Disclosure in court and arbitration proceedings in England and Wales is changing. Since 1 January 2019, parties to litigation in the Business and Property Courts have been conducting disclosure under the disclosure pilot rules, and LMAA Tribunals have been making similar orders in arbitration. However, the Law Gazette recently reported that further new proposals have been drawn up to address fears about increasing costs.
Previously, the old procedure for standard disclosure usually required each party to serve a list of all documents in their possession or control which were relevant to the issues in dispute which supported or undermined their or the other party’s case. Each party could then request to inspect any document on the other party’s list unless it was privileged from inspection. Common practice was to request a copy of all documents. A party could apply to Court or the Tribunal for specific disclosure of particular documents which they felt ought to have been made available and had not been.
Under the new rules, parties are required to identify issues in dispute and agree the scope of disclosure for each issue first. Rather than serving a list of their own documents, each party subsequently serves a list of documents which fall within the agreed scope and which they wish to inspect. The intention is to cut down on the production of documents which do not help to resolve any of the issues in dispute, thereby reducing costs and saving time. This development has been viewed as a move away from the traditional “cards on the table” model of litigation towards a limited disclosure regime more commonly seen in Civil Law jurisdictions.

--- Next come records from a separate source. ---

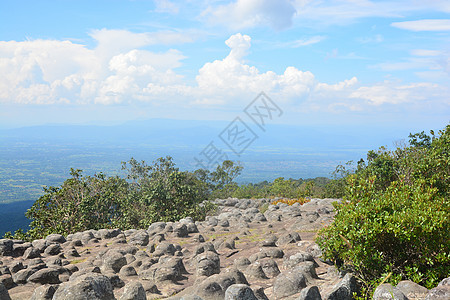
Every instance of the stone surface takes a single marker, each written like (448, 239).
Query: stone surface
(239, 292)
(89, 286)
(386, 291)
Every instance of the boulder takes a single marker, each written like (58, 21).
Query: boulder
(44, 292)
(133, 291)
(4, 295)
(412, 290)
(6, 247)
(344, 289)
(310, 293)
(208, 264)
(89, 286)
(288, 283)
(386, 291)
(239, 292)
(45, 276)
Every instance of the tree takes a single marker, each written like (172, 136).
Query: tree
(395, 216)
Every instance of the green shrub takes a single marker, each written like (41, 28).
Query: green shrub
(395, 216)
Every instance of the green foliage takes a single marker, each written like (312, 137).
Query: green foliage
(159, 192)
(395, 216)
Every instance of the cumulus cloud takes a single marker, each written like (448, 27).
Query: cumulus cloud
(48, 72)
(240, 14)
(424, 25)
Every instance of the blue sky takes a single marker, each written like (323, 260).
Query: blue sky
(348, 62)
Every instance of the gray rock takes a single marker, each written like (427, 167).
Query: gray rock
(6, 247)
(239, 292)
(31, 253)
(128, 271)
(386, 291)
(270, 267)
(44, 292)
(269, 241)
(133, 291)
(45, 276)
(39, 244)
(55, 238)
(164, 248)
(53, 249)
(89, 286)
(255, 271)
(19, 249)
(288, 283)
(157, 227)
(289, 238)
(310, 293)
(6, 280)
(180, 230)
(4, 295)
(412, 290)
(344, 289)
(208, 264)
(22, 276)
(297, 258)
(441, 292)
(139, 238)
(113, 261)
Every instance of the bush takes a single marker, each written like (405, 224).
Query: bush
(395, 216)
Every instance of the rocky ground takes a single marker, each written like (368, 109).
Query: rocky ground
(240, 253)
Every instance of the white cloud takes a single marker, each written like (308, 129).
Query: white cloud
(241, 14)
(48, 72)
(424, 25)
(166, 6)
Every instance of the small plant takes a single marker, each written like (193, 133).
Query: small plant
(291, 201)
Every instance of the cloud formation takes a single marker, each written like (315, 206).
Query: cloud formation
(424, 25)
(250, 13)
(48, 72)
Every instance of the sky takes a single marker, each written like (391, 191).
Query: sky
(352, 62)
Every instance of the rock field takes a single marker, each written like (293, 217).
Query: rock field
(239, 254)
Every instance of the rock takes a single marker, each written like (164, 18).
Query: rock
(31, 253)
(139, 238)
(4, 295)
(441, 292)
(44, 292)
(255, 271)
(89, 286)
(310, 293)
(6, 247)
(269, 267)
(113, 261)
(164, 248)
(288, 283)
(208, 264)
(180, 230)
(22, 276)
(39, 244)
(344, 289)
(55, 238)
(288, 239)
(297, 258)
(386, 291)
(6, 280)
(19, 249)
(412, 290)
(127, 271)
(239, 292)
(134, 291)
(269, 241)
(53, 249)
(45, 276)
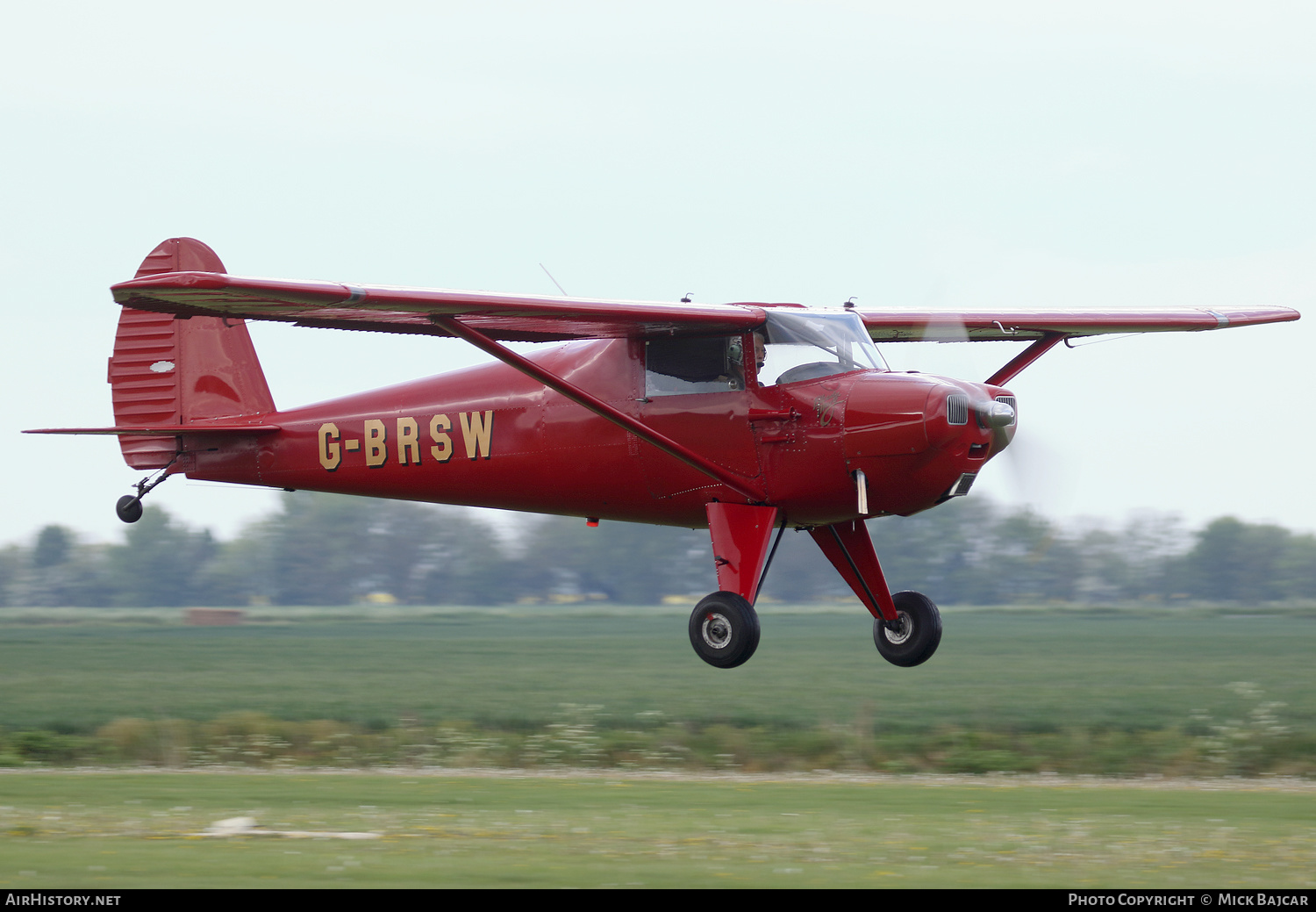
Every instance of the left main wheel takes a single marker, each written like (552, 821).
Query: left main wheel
(724, 629)
(916, 633)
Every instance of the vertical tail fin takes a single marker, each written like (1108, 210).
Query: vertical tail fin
(168, 370)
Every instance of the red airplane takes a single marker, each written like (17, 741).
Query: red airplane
(742, 418)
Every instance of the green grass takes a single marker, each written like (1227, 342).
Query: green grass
(123, 830)
(998, 671)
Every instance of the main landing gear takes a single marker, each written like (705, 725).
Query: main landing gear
(129, 506)
(724, 627)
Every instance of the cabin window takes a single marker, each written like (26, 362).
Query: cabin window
(682, 365)
(805, 345)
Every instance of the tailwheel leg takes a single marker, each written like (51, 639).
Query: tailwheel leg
(905, 625)
(129, 508)
(913, 636)
(724, 629)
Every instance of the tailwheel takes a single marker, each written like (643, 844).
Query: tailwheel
(913, 636)
(724, 629)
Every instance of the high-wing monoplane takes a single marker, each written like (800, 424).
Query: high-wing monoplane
(745, 419)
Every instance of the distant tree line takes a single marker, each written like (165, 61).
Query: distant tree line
(328, 549)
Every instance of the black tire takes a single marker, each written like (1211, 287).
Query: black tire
(129, 508)
(810, 371)
(724, 629)
(918, 633)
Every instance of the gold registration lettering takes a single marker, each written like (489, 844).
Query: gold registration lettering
(442, 449)
(376, 442)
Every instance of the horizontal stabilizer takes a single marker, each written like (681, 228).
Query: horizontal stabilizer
(540, 319)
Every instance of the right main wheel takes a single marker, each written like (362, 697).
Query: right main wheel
(915, 635)
(724, 629)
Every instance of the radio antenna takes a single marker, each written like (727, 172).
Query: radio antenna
(554, 281)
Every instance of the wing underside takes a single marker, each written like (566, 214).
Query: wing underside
(537, 319)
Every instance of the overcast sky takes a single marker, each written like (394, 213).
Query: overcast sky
(932, 154)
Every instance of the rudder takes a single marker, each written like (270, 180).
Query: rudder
(170, 370)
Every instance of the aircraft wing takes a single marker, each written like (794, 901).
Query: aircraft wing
(1021, 326)
(397, 310)
(536, 319)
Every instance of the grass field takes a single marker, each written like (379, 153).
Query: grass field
(121, 830)
(1029, 671)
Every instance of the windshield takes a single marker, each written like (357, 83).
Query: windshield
(805, 345)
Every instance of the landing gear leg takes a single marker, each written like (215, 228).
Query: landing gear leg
(913, 636)
(905, 625)
(724, 629)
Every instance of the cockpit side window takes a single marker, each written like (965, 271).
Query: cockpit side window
(808, 345)
(679, 365)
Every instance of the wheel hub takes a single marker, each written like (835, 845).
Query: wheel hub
(718, 630)
(899, 629)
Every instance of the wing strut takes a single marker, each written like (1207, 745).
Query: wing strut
(1024, 358)
(740, 485)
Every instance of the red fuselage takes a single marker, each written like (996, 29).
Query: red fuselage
(491, 436)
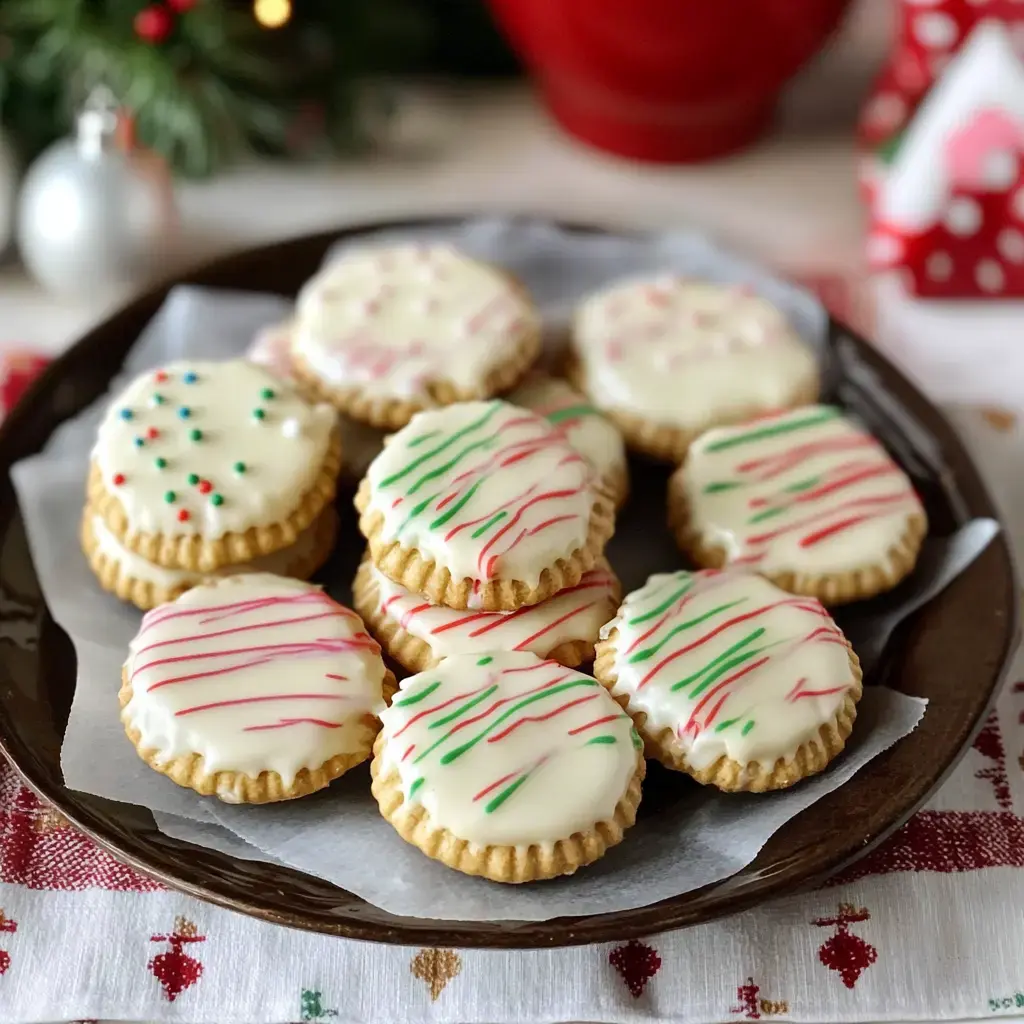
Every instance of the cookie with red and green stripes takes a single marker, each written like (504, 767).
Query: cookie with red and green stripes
(507, 766)
(483, 505)
(806, 498)
(731, 680)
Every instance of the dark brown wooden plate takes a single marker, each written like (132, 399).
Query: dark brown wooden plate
(953, 652)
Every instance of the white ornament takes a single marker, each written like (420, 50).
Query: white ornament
(989, 275)
(1010, 242)
(92, 217)
(964, 217)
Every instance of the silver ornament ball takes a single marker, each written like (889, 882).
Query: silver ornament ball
(91, 218)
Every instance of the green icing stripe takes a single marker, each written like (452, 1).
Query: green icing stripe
(773, 431)
(418, 696)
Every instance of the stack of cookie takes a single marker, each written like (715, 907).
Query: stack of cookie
(485, 531)
(208, 468)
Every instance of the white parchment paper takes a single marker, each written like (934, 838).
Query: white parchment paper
(690, 837)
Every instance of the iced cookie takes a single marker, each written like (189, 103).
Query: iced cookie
(805, 498)
(507, 766)
(145, 585)
(199, 465)
(582, 425)
(359, 442)
(669, 357)
(482, 505)
(385, 333)
(730, 679)
(418, 635)
(253, 688)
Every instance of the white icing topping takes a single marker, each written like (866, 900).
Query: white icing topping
(803, 492)
(279, 562)
(485, 489)
(206, 428)
(255, 674)
(394, 321)
(729, 663)
(507, 750)
(583, 426)
(574, 613)
(687, 353)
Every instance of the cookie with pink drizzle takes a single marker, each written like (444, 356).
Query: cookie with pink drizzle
(730, 679)
(595, 437)
(482, 505)
(507, 766)
(384, 333)
(253, 688)
(806, 498)
(419, 635)
(668, 357)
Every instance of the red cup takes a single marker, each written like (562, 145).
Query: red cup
(672, 81)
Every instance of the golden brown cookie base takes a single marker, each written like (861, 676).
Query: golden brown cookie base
(409, 567)
(198, 554)
(501, 863)
(830, 589)
(811, 757)
(393, 414)
(414, 653)
(670, 443)
(268, 787)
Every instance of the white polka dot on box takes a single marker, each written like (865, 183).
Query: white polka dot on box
(947, 211)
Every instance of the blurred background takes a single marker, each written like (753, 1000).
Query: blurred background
(868, 146)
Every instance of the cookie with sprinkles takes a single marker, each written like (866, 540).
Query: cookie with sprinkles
(482, 505)
(668, 357)
(384, 333)
(145, 585)
(199, 465)
(360, 443)
(507, 766)
(253, 689)
(418, 634)
(731, 680)
(594, 436)
(806, 498)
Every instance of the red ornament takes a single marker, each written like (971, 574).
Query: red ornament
(637, 963)
(175, 970)
(845, 952)
(153, 25)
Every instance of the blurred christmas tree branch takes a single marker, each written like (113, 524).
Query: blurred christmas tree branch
(206, 82)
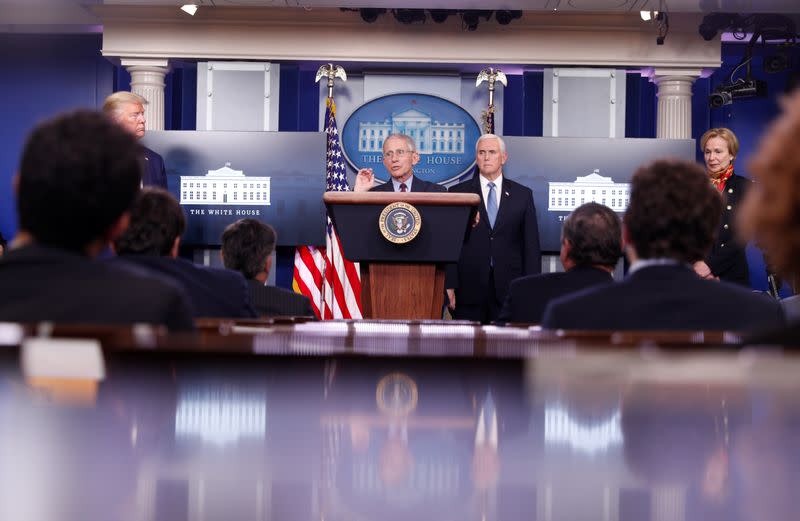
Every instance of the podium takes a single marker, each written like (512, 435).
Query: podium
(401, 280)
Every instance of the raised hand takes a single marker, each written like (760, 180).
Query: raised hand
(365, 180)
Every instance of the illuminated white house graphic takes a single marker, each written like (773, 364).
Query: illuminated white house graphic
(225, 186)
(431, 137)
(565, 197)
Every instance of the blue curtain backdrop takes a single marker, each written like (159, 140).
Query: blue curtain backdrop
(42, 75)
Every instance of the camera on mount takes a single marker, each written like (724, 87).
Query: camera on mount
(725, 94)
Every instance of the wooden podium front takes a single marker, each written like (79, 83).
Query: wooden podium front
(402, 281)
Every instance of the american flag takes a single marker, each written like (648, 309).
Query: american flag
(331, 282)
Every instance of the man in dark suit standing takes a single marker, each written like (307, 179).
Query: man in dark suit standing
(502, 246)
(247, 247)
(591, 244)
(670, 223)
(399, 157)
(78, 176)
(127, 110)
(151, 242)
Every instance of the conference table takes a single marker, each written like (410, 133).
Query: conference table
(384, 420)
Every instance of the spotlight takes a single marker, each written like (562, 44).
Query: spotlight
(370, 15)
(189, 9)
(725, 94)
(662, 19)
(471, 18)
(439, 15)
(505, 17)
(409, 16)
(777, 62)
(717, 22)
(648, 15)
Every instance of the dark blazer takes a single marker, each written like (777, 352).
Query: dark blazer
(513, 245)
(42, 283)
(214, 292)
(528, 296)
(727, 259)
(271, 301)
(153, 173)
(418, 185)
(670, 297)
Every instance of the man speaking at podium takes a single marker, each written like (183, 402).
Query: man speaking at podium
(399, 157)
(503, 245)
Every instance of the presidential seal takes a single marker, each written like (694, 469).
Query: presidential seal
(399, 223)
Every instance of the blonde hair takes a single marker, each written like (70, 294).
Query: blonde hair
(112, 106)
(726, 134)
(491, 136)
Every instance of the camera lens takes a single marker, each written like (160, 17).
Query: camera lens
(718, 99)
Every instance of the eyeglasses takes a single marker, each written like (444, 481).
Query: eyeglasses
(392, 153)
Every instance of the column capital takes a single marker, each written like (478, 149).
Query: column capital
(127, 61)
(656, 74)
(147, 80)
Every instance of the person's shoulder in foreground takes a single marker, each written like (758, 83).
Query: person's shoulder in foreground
(672, 215)
(44, 283)
(78, 176)
(666, 298)
(274, 301)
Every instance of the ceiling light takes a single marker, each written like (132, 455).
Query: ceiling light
(648, 15)
(189, 9)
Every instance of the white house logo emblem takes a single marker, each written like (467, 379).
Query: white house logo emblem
(565, 197)
(431, 137)
(225, 186)
(443, 132)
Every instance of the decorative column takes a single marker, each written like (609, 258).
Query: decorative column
(668, 503)
(147, 80)
(674, 118)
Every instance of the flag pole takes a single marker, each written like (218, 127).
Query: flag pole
(491, 76)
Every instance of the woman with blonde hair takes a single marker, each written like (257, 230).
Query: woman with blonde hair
(727, 260)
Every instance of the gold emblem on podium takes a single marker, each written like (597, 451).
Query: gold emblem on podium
(400, 222)
(396, 394)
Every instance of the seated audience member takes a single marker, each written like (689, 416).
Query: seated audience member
(591, 244)
(152, 241)
(247, 247)
(669, 224)
(771, 211)
(77, 179)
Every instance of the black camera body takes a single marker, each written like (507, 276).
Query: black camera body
(725, 94)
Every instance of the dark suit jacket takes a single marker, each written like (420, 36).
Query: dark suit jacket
(42, 283)
(153, 173)
(214, 292)
(271, 301)
(668, 297)
(418, 185)
(513, 245)
(727, 259)
(528, 296)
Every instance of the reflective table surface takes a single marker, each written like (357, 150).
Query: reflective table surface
(538, 435)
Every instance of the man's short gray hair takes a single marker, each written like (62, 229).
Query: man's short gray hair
(491, 136)
(410, 143)
(113, 104)
(595, 235)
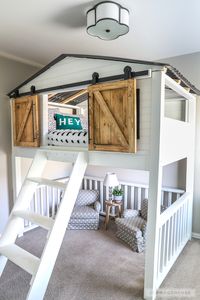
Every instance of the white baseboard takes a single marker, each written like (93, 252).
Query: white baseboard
(196, 235)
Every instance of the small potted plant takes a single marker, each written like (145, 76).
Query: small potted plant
(118, 194)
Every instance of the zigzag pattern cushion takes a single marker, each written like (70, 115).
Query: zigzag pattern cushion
(144, 209)
(130, 230)
(86, 197)
(84, 212)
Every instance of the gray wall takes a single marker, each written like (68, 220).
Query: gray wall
(11, 74)
(189, 66)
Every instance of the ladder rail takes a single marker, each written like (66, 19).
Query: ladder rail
(15, 224)
(51, 250)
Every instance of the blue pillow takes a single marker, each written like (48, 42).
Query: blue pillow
(67, 122)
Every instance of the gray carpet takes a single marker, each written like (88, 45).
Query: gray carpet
(95, 265)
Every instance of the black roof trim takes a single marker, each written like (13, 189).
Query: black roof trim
(171, 70)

It has been reported that some Business and Property Courts litigators have discovered the requirement for the parties to agree the scope of disclosure in advance of serving document lists has led to a more adversarial environment which has been time consuming and therefore expensive to negotiate.
In the Business and Property Courts, this work is being carried out prior to and at the Case Management Conference stage. In arbitration, practitioners familiar with the LMAA Rules will be aware that the LMAA Questionnaire, which must be completed by each party after close of pleadings, requires the parties to set out the issues in dispute and this in turn sets the scope of disclosure. Under both the old and new disclosure rules, Courts and Tribunals have the power to determine the scope of disclosure if this cannot be agreed, and it has always been open to the parties to challenge overly narrow disclosure by making an application for specific disclosure. This has always been the case, whether these disputes occur before documents are exchanged (under the new rules) or after (under the old standard disclosure regime).
The Business and Property Courts’ Disclosure Working Group’s proposed changes to the disclosure pilot will be put to the Civil Procedure Rule Committee for review in October or November 2020. It remains to be seen whether and how they will be adopted in other forums such as arbitration.